Ay ışığını tam aldığı için parlayan ıslak tepemde bir şişe kırıldı. Belki kırılma sesinden hoşlanıldığı için, belki de duygusal bir patlama anı yaşandığı için. Belki de sadece boyutum ve şeklimle alakalıdır her şey. Fiziki bir görüşe sahip değilim, yalnızca anımsıyorum. Yanacak bir canım yok fakat bunun değiştirdiği bir durum da yok. Neden ben?

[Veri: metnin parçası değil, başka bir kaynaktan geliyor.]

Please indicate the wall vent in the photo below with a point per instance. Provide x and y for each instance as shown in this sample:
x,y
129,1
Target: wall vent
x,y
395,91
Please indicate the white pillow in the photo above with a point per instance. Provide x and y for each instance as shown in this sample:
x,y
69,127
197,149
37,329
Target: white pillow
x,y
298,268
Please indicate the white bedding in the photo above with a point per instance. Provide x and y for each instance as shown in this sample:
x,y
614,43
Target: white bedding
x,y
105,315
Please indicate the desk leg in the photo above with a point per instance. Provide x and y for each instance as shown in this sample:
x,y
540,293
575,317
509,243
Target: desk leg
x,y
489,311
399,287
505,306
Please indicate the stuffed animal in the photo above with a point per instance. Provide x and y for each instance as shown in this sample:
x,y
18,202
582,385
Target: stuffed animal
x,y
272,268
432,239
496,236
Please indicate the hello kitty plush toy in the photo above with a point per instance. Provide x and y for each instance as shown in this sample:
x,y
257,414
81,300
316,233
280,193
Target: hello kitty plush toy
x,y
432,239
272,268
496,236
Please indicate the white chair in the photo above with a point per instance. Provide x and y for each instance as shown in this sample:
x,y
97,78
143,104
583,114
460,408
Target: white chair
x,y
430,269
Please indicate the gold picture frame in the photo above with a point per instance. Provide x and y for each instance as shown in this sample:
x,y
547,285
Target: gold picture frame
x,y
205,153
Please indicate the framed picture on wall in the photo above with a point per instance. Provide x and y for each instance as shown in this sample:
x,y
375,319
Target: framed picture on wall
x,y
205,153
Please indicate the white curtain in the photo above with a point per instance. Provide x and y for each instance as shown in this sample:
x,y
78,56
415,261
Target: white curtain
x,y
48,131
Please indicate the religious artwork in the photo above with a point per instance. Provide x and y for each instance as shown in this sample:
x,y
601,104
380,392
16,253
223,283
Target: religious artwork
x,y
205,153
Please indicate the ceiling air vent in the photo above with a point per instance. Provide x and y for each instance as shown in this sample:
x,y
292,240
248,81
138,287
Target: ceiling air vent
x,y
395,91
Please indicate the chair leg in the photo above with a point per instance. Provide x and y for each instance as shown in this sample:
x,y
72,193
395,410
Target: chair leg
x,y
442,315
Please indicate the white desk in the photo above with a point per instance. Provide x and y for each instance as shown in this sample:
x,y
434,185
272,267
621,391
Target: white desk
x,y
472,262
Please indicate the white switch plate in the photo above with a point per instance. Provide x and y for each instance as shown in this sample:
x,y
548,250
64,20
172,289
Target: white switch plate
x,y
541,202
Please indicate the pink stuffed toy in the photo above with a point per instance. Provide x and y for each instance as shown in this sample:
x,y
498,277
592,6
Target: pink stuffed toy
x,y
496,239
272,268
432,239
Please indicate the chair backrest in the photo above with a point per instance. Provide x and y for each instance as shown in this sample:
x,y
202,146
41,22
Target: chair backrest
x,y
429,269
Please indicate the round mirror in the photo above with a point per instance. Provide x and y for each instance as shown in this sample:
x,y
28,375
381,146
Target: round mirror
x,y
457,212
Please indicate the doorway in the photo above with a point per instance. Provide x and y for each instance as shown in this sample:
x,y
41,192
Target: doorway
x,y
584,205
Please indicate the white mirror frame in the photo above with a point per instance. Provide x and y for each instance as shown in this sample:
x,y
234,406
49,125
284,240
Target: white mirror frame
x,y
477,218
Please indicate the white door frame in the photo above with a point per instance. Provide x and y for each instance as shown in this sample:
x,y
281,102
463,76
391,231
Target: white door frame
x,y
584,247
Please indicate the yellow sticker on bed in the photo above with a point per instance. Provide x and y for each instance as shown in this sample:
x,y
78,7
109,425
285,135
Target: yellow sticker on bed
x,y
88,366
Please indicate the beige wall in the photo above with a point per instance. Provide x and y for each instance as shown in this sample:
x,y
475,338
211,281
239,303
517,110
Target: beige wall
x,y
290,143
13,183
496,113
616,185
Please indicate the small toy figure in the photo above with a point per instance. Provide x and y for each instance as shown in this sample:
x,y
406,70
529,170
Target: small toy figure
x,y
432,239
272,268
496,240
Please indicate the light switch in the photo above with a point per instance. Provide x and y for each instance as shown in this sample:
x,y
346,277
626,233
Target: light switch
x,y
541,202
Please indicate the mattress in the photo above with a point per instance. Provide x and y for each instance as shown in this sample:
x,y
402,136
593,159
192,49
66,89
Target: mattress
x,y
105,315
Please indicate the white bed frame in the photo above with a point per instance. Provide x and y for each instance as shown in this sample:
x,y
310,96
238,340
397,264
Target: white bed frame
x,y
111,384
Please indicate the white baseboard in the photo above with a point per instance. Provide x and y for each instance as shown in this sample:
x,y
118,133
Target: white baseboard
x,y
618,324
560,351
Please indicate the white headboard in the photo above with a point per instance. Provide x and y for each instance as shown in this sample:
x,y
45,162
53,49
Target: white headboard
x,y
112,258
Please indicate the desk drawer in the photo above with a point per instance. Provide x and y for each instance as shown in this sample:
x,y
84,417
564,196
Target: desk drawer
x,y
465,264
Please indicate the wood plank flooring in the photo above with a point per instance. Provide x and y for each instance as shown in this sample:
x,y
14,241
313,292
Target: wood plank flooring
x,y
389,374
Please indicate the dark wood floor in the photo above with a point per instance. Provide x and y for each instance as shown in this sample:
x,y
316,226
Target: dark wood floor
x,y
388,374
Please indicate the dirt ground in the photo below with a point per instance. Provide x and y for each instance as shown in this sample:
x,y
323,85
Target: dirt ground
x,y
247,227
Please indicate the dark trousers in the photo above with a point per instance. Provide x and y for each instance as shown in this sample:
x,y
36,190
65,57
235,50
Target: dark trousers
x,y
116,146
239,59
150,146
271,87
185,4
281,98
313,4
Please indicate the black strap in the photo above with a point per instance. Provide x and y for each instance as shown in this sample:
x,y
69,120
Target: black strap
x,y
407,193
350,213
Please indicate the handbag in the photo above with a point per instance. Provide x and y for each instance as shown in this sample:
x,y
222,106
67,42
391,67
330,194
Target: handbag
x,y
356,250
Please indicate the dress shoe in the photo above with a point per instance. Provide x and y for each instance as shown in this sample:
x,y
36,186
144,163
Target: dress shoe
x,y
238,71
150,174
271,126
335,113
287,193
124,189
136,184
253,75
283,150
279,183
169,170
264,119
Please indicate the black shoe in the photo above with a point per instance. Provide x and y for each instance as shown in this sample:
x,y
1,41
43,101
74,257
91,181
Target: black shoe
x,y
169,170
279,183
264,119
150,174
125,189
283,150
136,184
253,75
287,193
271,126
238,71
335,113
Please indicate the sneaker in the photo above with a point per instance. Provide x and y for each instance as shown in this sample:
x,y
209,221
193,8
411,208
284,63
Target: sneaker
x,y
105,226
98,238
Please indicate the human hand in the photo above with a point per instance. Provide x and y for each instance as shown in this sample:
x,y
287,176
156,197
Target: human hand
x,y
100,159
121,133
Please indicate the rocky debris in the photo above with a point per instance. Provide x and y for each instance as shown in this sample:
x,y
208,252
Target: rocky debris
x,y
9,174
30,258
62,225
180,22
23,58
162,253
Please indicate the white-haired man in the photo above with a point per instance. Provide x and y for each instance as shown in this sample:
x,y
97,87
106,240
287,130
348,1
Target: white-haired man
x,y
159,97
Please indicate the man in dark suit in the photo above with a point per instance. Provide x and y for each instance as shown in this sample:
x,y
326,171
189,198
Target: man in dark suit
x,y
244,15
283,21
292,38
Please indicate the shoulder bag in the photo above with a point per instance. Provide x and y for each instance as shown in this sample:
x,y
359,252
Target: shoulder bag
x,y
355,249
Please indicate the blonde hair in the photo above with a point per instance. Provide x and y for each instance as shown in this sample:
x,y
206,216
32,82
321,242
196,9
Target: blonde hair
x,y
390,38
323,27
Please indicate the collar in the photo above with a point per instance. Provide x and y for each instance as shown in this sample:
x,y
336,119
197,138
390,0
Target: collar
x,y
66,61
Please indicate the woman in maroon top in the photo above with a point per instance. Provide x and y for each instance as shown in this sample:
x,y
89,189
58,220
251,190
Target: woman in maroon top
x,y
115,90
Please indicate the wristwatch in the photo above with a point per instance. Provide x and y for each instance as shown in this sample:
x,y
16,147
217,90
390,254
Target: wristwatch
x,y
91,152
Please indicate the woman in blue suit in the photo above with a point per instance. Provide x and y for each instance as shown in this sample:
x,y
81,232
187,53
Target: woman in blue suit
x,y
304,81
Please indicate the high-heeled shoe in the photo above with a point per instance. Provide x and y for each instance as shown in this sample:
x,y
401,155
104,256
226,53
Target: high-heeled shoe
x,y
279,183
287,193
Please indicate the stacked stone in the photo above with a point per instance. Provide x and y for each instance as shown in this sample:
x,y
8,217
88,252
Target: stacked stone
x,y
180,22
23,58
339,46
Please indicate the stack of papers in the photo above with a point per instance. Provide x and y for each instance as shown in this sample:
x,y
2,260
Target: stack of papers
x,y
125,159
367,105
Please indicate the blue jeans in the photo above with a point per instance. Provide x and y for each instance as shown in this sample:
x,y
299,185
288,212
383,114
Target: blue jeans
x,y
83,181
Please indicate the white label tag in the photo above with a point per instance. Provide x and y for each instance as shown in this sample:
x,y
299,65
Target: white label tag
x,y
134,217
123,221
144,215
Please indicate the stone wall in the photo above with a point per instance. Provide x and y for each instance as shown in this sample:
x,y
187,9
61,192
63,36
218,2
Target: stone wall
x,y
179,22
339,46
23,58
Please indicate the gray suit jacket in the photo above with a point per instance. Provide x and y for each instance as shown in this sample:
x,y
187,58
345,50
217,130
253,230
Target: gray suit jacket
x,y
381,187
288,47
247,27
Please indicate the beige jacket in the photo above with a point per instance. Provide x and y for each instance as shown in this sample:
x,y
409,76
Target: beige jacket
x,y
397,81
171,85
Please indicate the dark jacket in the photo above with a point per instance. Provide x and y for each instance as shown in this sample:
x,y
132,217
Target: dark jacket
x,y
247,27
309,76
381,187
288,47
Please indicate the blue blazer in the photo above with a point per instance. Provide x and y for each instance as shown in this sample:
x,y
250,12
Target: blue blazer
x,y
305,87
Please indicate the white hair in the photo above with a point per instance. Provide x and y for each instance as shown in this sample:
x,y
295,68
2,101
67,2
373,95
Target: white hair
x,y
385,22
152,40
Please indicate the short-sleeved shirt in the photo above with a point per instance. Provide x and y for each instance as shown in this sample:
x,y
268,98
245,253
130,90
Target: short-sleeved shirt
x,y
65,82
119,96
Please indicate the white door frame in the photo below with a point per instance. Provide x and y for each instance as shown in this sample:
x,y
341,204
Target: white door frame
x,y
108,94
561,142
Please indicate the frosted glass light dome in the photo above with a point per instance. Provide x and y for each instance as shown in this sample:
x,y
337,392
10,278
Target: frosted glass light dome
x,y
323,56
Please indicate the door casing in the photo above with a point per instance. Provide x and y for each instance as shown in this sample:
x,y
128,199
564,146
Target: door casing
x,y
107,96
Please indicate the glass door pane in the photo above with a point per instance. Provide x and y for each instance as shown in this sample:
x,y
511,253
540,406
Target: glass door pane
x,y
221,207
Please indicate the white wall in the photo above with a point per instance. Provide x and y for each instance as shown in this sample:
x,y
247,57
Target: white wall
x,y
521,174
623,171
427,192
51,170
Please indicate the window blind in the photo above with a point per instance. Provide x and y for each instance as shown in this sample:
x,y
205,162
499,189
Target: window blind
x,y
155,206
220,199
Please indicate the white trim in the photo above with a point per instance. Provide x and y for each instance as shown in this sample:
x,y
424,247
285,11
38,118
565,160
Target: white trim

Elinize sağlık, bilmece tadında bir empati hikayesi olmuş, ben buldum hemen:) Zaten neyim dememeli hiç, ne - neyse yazacak saçma bir şey bulamadım. Teşekkürler efendim , güzel olmuş, güzel bir dille.
Ben neyim?
Belki bir çiğ tanesi bir sabah çimenlere düşen
Belki de bir kasimpati renkgarenk acarken gülümseyen
Beni sevenler icin bir gülüm belki dikenleri kör
Düşmanıma keskin bir kılınç
Dostuma da mis kokulu bir cay
Belki umudum yeni doğmuş bir bebekte
Belki de yalin ayak bir göçebe...
Neyim ki ben ? Buraya nasıl geldiğimin karmaşasıyla yaşar gidelim, hiçlikler içinde hiçliklerin savurganlığı... faeklı bir bakış..
Emeğinize sağlık...
Ben 'ne' olduğumu bulmaya gidiyorum.